Serving Japanese food is very rational. You can, of course, do without this knowledge, but if you remember it, you immediately understand the meaning of placement.

  1. The chopsticks are placed in the right hand and the rice is placed in the left so that you can pick up the bowl of rice in the left hand without making any movements.
  2. A cup of hot soup is placed on your side so that it can be easily taken. Because on the left is a bowl of rice, the soup is on the right.
  3. The main course is on the far right. Since the dish with the main dish in it is usually not held, it can be reached with chopsticks that are held in the right hand.
  4. Stewed nimono (a simmered dish) or other side dishes can be found on the left in the lower part.
  5. Aemono (dressed foods in a salad dressing or a sauce) and ohitashi (side dish of blanched greens in a soy-based marinade ) are located in the centre of the tray on the left side.
  6. Pickles are mono-no (they go beyond the principle of one soup and three dishes) and put in a free place – for example, between rice and soup.

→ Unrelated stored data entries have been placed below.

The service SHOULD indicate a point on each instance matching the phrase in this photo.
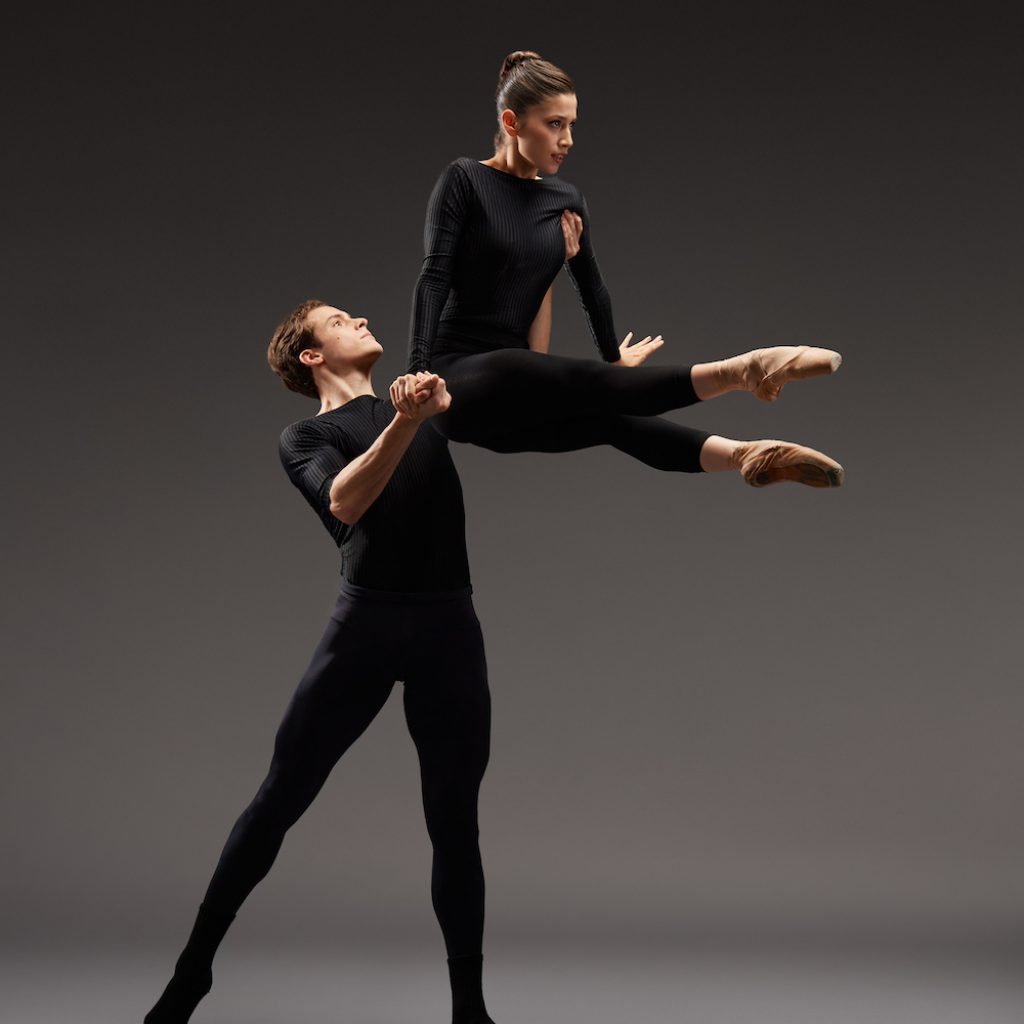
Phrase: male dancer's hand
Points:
(571, 229)
(418, 396)
(633, 355)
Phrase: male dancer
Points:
(390, 497)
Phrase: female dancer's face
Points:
(546, 132)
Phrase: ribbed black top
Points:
(493, 244)
(413, 537)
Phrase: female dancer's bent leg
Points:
(365, 648)
(519, 400)
(656, 442)
(513, 388)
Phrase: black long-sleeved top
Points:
(413, 536)
(493, 245)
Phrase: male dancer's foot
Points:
(467, 991)
(764, 372)
(194, 971)
(770, 461)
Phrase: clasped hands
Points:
(419, 395)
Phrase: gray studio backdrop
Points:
(718, 712)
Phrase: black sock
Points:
(465, 973)
(194, 970)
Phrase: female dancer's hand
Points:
(633, 355)
(571, 228)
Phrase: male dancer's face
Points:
(345, 341)
(546, 132)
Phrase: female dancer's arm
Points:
(540, 331)
(594, 298)
(539, 338)
(446, 210)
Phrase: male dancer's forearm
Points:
(358, 484)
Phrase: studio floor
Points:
(543, 985)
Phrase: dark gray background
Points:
(718, 712)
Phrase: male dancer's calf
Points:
(390, 497)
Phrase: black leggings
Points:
(433, 643)
(514, 399)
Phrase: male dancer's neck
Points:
(335, 391)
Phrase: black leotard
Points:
(493, 245)
(391, 547)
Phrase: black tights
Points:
(514, 399)
(373, 639)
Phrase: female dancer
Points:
(493, 247)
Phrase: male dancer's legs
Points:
(349, 678)
(448, 708)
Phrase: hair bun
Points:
(515, 58)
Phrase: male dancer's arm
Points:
(361, 480)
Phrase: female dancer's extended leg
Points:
(514, 399)
(365, 648)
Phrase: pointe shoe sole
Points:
(801, 472)
(807, 361)
(765, 462)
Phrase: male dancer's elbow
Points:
(346, 513)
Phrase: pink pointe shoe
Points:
(765, 371)
(764, 462)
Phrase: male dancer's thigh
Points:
(349, 677)
(448, 709)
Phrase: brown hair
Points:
(526, 79)
(292, 336)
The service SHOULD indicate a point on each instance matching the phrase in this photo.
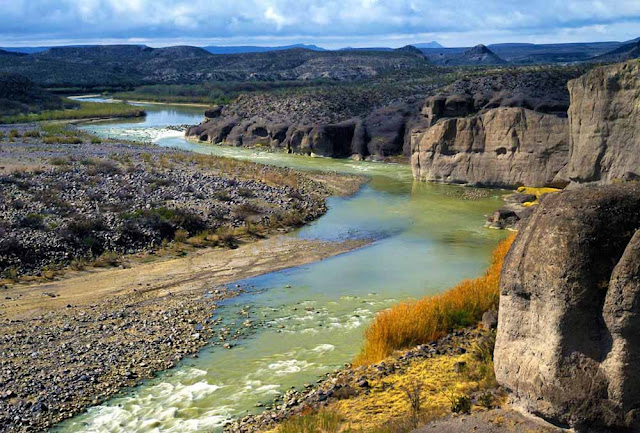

Tea or water is placed on the right side where it is easier to take a cup in your hand.

The Basics of Serving Dishes a Japanese Way + Japanese Dining Etiquette

How to Properly Eat Whole Fish

Place the whole fish on your plate so that the head is left and the tail is right. According to one theory, rice is traditionally placed on the left side and fish are placed on the left side with their head because of the ancient Japanese notion of left-wing supremacy – for example, the Left Minister at the court was higher than the Right. However, first of all, it is important that the fish located this way is more convenient to eat, using the right hand.

The fish begins to be separated from behind their heads, moving towards their tails. It is considered bad form to turn the fish after eating its upper half – you should use chopsticks to remove the bones, hold the head slightly with your left hand, and then eat the remaining half. After eating, the spine, head and tail lay neatly on the far side of the plate.

By the way, fillets of salmon, coalfish (gindara, silver cod) and other fish are usually served, placing the broad side on the left, and the skin on the far side.

Japanese Food

Japanese Dining Etiquette

  • The older the person, the smaller the portion offered, also in summer the amount of food on the plate is less than in winter.
  • The size of the table is usually such that it was convenient to eat a dish with chopsticks. The tables are usually lacquered, and dark in colour.
  • Before you start the meal, all people present are given a warm and slightly wet towel, which is called Oshibori. It is necessary to wipe your hands before eating to ensure that they are clean.
  • In Japan, as in many other countries, it is customary to wish bon appetite (which is itadakimasu in Japanese!) – but with one important difference. The people of Japan say this wish before each new dish is served whatever it would be – sashimi or tempura.
  • At the end of the meal, it is best to put the chopsticks on the edge of the plate, in parallel but not across each other.
  • First, you fill the bowl of a neighbour at the table and then expect the same from him.
  • Chewing, chirping, eating noodles with whistle and noise – it is common for a Japanese not only at home at the family table, but also in a restaurant. This is a kind of praise to the chef, a sign that the dish is a success!
  • In Japan rice is given a lot of respect, so they eat it to the last grain.
  • In Japan, the Land of the Rising Sun, it is not customary to leave tips, on the contrary, it will offend the waiter, so please remember that when dining out in Japan or in Japanese restaurants.